Department of Thoracic and Cardiovascular Surgery, Heart, Vascular, and Thoracic Institute, Cleveland Clinic, Cleveland, Ohio.
Department of Thoracic and Cardiovascular Surgery, Heart, Vascular, and Thoracic Institute, Cleveland Clinic, Cleveland, Ohio.
Ann Thorac Surg. 2022 Aug;114(2):458-466. doi: 10.1016/j.athoracsur.2021.09.015. Epub 2021 Oct 20.
Although coronary artery bypass grafting using bilateral internal thoracic arteries (ITA) maximizes long-term survival, knowledge of the effect of different right ITA (RITA) inflow configurations on graft patency is limited. We have compared RITA occlusion among these configurations and identified its risk factors while adjusting for outflow coronary target location.

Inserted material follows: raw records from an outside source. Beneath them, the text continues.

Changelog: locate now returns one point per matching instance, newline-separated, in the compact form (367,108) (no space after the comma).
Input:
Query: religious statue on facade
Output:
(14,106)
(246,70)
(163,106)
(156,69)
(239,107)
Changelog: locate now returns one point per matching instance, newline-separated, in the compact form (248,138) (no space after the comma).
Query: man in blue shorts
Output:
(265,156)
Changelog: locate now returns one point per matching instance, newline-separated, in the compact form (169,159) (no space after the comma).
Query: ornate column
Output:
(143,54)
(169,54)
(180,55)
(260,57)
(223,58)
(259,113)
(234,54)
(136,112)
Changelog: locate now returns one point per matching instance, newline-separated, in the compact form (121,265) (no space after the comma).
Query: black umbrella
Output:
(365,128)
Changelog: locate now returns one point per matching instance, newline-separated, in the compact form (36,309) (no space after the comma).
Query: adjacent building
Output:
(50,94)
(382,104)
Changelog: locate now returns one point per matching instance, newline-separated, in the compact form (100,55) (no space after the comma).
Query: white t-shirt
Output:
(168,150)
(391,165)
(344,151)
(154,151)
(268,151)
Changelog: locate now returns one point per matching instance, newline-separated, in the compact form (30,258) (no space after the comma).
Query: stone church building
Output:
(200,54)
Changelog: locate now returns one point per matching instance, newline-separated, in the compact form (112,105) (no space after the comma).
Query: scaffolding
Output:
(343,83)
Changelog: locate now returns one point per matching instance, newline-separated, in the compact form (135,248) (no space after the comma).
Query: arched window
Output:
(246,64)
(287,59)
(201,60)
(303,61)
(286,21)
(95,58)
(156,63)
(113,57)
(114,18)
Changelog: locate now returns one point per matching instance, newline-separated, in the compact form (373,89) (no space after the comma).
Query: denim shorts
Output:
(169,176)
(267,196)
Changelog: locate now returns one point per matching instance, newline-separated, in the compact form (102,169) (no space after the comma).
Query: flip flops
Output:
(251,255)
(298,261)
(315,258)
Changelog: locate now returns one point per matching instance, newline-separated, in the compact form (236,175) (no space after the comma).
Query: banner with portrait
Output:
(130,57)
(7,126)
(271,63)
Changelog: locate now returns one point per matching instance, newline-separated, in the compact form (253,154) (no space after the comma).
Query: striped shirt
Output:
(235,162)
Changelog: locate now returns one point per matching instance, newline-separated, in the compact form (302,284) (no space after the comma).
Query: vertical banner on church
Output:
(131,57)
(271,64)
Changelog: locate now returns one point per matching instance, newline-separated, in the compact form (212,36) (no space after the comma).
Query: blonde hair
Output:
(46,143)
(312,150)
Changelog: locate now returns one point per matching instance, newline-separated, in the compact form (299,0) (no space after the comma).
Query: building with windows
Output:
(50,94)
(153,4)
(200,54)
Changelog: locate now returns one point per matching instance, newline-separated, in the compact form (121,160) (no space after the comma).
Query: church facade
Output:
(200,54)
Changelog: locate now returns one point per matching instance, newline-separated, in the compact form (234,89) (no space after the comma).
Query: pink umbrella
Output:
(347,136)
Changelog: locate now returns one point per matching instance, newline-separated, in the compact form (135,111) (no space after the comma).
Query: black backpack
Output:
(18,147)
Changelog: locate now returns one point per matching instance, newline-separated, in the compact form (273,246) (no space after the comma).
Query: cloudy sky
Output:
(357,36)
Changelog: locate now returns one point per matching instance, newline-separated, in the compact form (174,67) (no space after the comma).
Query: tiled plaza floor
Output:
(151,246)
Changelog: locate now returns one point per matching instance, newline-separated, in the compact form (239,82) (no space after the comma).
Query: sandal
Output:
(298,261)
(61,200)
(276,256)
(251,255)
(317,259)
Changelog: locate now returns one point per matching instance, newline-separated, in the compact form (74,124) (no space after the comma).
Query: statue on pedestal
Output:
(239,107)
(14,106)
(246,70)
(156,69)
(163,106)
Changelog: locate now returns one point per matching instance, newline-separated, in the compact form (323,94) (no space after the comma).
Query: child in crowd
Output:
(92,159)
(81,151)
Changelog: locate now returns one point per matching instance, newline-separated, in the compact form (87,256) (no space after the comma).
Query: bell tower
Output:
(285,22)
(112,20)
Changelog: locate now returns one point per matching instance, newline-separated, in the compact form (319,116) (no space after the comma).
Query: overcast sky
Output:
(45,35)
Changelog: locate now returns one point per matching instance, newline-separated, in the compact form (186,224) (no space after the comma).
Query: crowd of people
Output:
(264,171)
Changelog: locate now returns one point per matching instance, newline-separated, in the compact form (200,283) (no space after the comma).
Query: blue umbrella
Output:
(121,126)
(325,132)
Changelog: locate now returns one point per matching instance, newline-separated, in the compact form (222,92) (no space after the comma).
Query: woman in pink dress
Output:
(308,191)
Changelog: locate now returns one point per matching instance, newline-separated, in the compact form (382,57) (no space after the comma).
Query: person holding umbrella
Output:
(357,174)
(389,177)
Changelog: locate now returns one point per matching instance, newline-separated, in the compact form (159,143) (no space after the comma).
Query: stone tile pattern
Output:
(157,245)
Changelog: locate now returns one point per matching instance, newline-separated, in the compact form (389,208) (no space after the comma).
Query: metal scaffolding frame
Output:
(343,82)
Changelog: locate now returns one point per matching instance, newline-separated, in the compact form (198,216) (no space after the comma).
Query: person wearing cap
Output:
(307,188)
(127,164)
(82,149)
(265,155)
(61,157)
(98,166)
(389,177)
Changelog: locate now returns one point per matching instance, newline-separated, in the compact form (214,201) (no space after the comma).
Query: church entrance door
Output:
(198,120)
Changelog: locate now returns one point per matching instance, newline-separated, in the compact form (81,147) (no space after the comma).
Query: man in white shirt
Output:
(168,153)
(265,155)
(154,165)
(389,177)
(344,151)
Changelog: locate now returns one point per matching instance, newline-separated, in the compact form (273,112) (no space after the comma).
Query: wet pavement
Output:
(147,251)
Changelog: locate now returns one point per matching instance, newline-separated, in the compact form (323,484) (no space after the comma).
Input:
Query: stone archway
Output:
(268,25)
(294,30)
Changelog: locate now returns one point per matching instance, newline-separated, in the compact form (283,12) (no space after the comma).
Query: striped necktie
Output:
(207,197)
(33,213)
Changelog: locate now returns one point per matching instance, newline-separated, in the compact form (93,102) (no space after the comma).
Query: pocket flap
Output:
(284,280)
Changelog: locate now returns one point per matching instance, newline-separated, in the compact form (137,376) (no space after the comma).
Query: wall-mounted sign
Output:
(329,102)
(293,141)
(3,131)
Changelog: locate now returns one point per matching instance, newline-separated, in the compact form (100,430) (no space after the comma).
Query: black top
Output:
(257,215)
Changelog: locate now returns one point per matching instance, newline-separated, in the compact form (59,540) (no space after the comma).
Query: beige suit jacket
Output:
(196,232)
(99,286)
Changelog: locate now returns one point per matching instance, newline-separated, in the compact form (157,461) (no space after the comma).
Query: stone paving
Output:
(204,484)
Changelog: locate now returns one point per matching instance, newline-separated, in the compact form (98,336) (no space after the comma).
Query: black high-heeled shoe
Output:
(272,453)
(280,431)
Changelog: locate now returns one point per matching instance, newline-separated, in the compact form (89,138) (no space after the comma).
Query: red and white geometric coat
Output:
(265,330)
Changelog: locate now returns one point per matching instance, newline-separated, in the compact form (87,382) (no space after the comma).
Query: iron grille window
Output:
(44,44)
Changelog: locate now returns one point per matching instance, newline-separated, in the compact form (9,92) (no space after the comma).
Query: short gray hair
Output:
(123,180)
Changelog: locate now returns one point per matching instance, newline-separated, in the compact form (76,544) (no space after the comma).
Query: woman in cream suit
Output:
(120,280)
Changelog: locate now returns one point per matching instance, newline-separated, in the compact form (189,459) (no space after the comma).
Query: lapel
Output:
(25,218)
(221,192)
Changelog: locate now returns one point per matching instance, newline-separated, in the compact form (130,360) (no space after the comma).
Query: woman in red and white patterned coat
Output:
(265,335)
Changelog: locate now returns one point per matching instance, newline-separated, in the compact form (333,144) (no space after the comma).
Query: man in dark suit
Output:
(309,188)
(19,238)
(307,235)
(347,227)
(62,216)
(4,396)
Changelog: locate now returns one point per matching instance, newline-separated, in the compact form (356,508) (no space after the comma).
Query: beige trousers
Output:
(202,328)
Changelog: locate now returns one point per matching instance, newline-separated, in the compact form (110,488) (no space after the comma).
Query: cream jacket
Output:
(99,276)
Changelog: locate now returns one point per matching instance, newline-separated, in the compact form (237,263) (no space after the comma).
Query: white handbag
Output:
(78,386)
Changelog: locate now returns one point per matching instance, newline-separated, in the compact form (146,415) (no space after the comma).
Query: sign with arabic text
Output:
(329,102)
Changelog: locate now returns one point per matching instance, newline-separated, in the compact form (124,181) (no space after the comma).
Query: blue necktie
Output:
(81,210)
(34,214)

From January 1972 to January 2016, of 7092 patients undergoing bilateral ITA grafting at a single center, 1331 received one ITA to the left anterior descending coronary artery and had one or more evaluable postoperative coronary angiograms: 835 (63%) in situ, 496 free RITA grafts (311 [63%] originating from aorta; 98 [20%] left ITA [LITA], 76 [15%] saphenous vein graft, 11 [2%] radial graft). RITA occlusion reported on 1983 angiograms performed a median of 5.8 years later was estimated using nonlinear mixed-effects longitudinal modeling.
RITA patency was 90% at 1 year, 87% at 5 years, and 86% at 10 and 15 years. At 15 years, in situ RITA patency was 91% and free RITA patency from aorta was 91%, LITA 89%, and saphenous vein graft 77%. After adjusting for coronary target location and degree of stenosis, occlusion was similar in free RITAs from aorta (P = .15), LITA (P = .4), saphenous vein grafts (P = .13), and in situ RITAs. However, RITAs grafted to the left anterior descending coronary artery had fewer occlusions (P < .001), with patency similar to LITAs.
Among patients with bilateral ITA grafting requiring interval coronary angiography, long-term RITA patency was high and independent of its inflow configuration. Therefore, priority should be a RITA configuration optimizing its reach to important coronary targets, including the left anterior descending coronary artery.
尽管使用双侧内乳动脉(ITA)进行冠状动脉旁路移植术可以最大限度地提高长期生存率,但对于不同右内乳动脉(RITA)流入构型对移植物通畅性的影响知之甚少。我们比较了这些构型中的 RITA 闭塞情况,并在调整流出冠状动脉靶位的位置后确定了其危险因素。
1972 年 1 月至 2016 年 1 月,在一家中心接受双侧 ITA 移植术的 7092 例患者中,有 1331 例接受了一条 ITA 移植至左前降支,且有一条或多条可评估的术后冠状动脉造影:835 例(63%)原位,496 例游离 RITA 移植物(311 例[63%]起源于主动脉;98 例[20%]左 ITA [LITA],76 例[15%]大隐静脉移植物,11 例[2%]桡动脉移植物)。1983 次造影中的 RITA 闭塞情况在中位数为 5.8 年后使用非线性混合效应纵向模型进行估计。
RITA 的通畅率在 1 年时为 90%,在 5 年时为 87%,在 10 年和 15 年时为 86%。15 年时,原位 RITA 通畅率为 91%,游离 RITA 通畅率来自主动脉为 91%,LITA 为 89%,大隐静脉移植物为 77%。在调整了冠状动脉靶位和狭窄程度后,游离 RITA 来自主动脉(P=0.15)、LITA(P=0.4)、大隐静脉移植物(P=0.13)和原位 RITA 的闭塞情况相似。然而,移植至左前降支的 RITA 闭塞较少(P<.001),通畅率与 LITA 相似。
在需要间隔冠状动脉造影的双侧 ITA 移植患者中,RITA 的长期通畅率较高且不受其流入构型的影响。因此,应优先考虑 RITA 构型,以优化其到达包括左前降支在内的重要冠状动脉靶位的能力。